I had to back up and get my emotions under control, the grass at my feet had reached my knees, and foliage was starting to grow around the fire. Water mana was starting to get in on the action too, as it started to condense out of the air, wetting my fur, and the area around me. It hadn't condensed any near the fire yet, I wasn't sure if it could.
I had to back away pretty far for my instincts to allow me to calm myself. Once I did, the elements calmed as well.
I stood still for a while, half meditating, before I tried again. This time I focused on my instincts, and tried to treat them like I had learned to treat the Concepts when I channeled mana. Fire was frightening, I agreed, it was. Not all fires. A campfire was not the same as an enemy wielding fire magic. Campfires meant safety and warmth.
I closed my eyes, and walked toward the fire, I reached out with Sense Concept, looking for the campfire. I was certain I would find some very nice Concepts there, and I did. I let out a sigh of relief when sensing the various ideas that people strongly associated with Campfires caused my instincts to pull a quick turnaround.

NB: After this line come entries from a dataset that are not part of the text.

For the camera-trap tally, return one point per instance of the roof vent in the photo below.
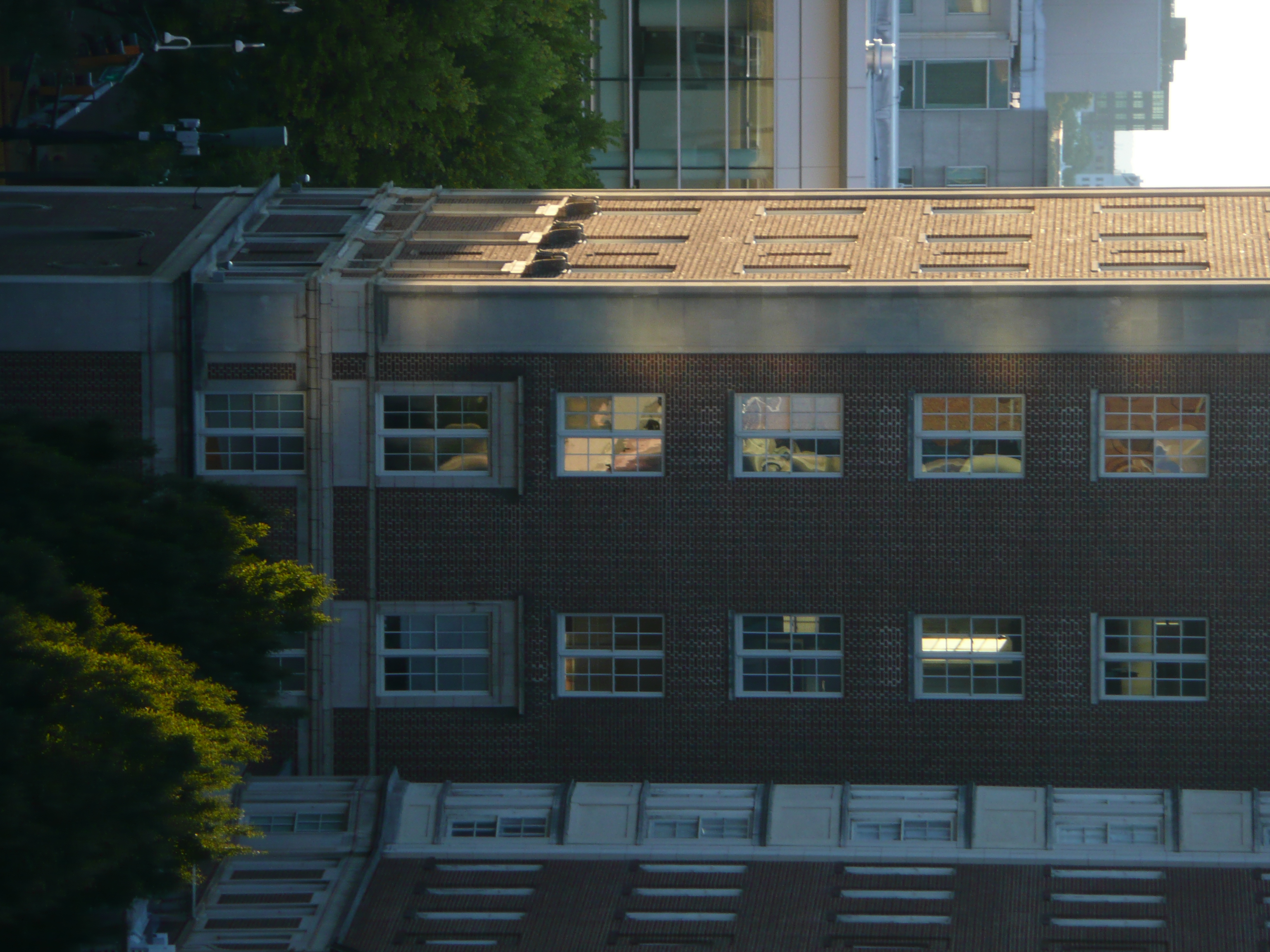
(564, 234)
(578, 210)
(548, 264)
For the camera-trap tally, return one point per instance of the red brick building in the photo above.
(874, 494)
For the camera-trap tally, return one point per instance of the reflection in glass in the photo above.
(691, 86)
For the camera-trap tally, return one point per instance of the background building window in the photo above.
(954, 84)
(789, 655)
(611, 654)
(969, 436)
(253, 433)
(966, 176)
(1155, 435)
(789, 435)
(691, 87)
(969, 657)
(447, 435)
(1145, 659)
(610, 435)
(436, 654)
(293, 664)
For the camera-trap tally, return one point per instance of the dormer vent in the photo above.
(563, 235)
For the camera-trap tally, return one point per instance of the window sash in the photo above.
(976, 440)
(1151, 455)
(811, 672)
(807, 452)
(580, 674)
(1131, 669)
(437, 655)
(422, 442)
(235, 445)
(632, 451)
(977, 671)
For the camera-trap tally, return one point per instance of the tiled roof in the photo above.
(1055, 235)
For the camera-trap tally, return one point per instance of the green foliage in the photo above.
(112, 752)
(176, 558)
(473, 94)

I let out a sigh, it was disconcerting to feel my instincts suddenly so convinced that this fire was a good thing, when moments before they had been telling me to run. The reversal was so complete that I felt the impulse to lay down for a nap once I got close enough to feel the warmth.
"Well that was somethin', yah good now?" I heard Krassus shout from some distance away.

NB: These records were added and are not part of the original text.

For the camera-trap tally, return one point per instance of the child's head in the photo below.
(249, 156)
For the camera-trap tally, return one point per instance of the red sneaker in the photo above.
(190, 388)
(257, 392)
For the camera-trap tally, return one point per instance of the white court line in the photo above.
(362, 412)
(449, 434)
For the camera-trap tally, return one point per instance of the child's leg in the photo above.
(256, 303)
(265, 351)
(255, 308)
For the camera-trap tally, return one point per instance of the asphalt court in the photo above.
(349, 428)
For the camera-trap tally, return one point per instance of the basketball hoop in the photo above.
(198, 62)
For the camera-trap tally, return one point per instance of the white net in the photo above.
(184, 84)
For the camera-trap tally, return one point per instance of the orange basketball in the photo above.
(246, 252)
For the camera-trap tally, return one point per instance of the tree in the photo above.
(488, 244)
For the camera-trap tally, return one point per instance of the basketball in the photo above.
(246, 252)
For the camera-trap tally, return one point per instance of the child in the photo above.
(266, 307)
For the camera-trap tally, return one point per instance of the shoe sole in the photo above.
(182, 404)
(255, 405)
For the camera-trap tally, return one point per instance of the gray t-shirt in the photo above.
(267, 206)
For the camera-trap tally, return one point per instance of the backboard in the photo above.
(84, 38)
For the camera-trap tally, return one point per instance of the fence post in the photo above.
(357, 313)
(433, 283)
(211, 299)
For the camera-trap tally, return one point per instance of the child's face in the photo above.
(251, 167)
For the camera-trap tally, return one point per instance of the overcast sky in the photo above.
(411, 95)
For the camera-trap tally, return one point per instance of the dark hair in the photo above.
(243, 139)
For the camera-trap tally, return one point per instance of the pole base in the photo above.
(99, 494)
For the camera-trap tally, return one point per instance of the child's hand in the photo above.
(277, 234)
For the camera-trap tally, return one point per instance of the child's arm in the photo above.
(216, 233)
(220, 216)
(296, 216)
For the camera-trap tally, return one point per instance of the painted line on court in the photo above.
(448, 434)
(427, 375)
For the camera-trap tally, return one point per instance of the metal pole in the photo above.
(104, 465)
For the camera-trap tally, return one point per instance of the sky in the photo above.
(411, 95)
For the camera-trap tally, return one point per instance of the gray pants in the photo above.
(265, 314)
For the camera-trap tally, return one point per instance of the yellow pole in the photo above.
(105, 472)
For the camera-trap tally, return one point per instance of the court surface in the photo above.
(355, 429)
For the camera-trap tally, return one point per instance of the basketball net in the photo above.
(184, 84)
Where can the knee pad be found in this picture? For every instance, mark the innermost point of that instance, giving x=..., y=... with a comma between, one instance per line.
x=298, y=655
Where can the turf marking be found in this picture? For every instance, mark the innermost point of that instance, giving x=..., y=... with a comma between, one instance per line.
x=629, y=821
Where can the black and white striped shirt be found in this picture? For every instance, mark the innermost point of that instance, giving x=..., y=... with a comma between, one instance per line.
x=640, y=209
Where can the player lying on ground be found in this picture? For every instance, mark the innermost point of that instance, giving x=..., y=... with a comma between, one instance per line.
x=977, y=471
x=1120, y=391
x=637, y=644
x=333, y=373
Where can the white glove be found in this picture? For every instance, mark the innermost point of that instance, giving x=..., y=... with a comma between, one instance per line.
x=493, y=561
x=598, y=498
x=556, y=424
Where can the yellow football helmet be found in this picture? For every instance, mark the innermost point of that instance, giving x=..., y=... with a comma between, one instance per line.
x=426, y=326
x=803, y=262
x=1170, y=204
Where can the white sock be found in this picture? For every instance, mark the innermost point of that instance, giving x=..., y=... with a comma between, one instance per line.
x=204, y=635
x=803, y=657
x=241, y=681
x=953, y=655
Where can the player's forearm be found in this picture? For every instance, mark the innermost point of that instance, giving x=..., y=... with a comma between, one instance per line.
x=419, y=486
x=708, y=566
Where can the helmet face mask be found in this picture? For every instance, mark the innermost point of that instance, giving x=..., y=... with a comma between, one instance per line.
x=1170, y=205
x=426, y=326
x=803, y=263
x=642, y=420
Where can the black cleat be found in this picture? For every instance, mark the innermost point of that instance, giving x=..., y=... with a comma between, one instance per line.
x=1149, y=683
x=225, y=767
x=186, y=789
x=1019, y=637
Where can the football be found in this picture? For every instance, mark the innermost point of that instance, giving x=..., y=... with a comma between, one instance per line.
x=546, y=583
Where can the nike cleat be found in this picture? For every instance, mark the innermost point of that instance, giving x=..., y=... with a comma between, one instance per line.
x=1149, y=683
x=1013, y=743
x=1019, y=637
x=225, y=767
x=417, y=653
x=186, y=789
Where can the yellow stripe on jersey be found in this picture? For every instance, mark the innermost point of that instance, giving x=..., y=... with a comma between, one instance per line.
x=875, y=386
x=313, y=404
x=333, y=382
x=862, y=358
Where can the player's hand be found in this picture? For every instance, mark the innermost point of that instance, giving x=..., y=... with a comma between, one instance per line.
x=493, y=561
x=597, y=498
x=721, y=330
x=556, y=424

"Yeah!" I responded, "I'm good now." I yawned wide, the fire really was making me feel at ease, I felt myself start to purr softly. I wanted to lay down so very badly, my day had been trying, and the battle against my instincts had taken what must have been the very last dregs of my mental fortitude. My eyes began to feel heavy as I tried to resist the new impulses.
"Good, I bet yer gonna like the next lesson."
Something tantalizing reached my nose, and I perked up enough to notice that the Berzerker was approaching carrying a deer carcass. I licked my lips at the sight.
"I'm gonna show yah how to clean and cook a kill so it's fit for human consumption."
All thoughts of napping fled, as my brain became focused on the food that was being held in front of me. I ate so much just hours ago, I filled myself so much I was fairly sure I'd begun to actually develop some fat. It didn't matter, there was food, so I wanted it. My stomach growled.
He showed me how to prepare the deer in what he assured me was the proper way. Some of the parts that he removed and told me should be buried away from camp looked absolutely edible to me. Though I did know that I would have found them disgusting not long ago. When he told me to dispose of them, I walked them some distance away, and ate them instead. I was still licking my hands clean when I got back to camp. The man raised an eyebrow at me, I shrugged.
He showed me several ways to cook over a campfire, making me set them up and take them apart before putting the spit he had me make back together to actually cook the deer.
Watching it cook was as good as torture, and by the time he proclaimed it edible it was almost time to go to the guild hall for dinner. He sliced off a portion for himself, and looked vaguely disturbed by the speed at which I consumed the rest, bones and all.
We walked to the guildhall together.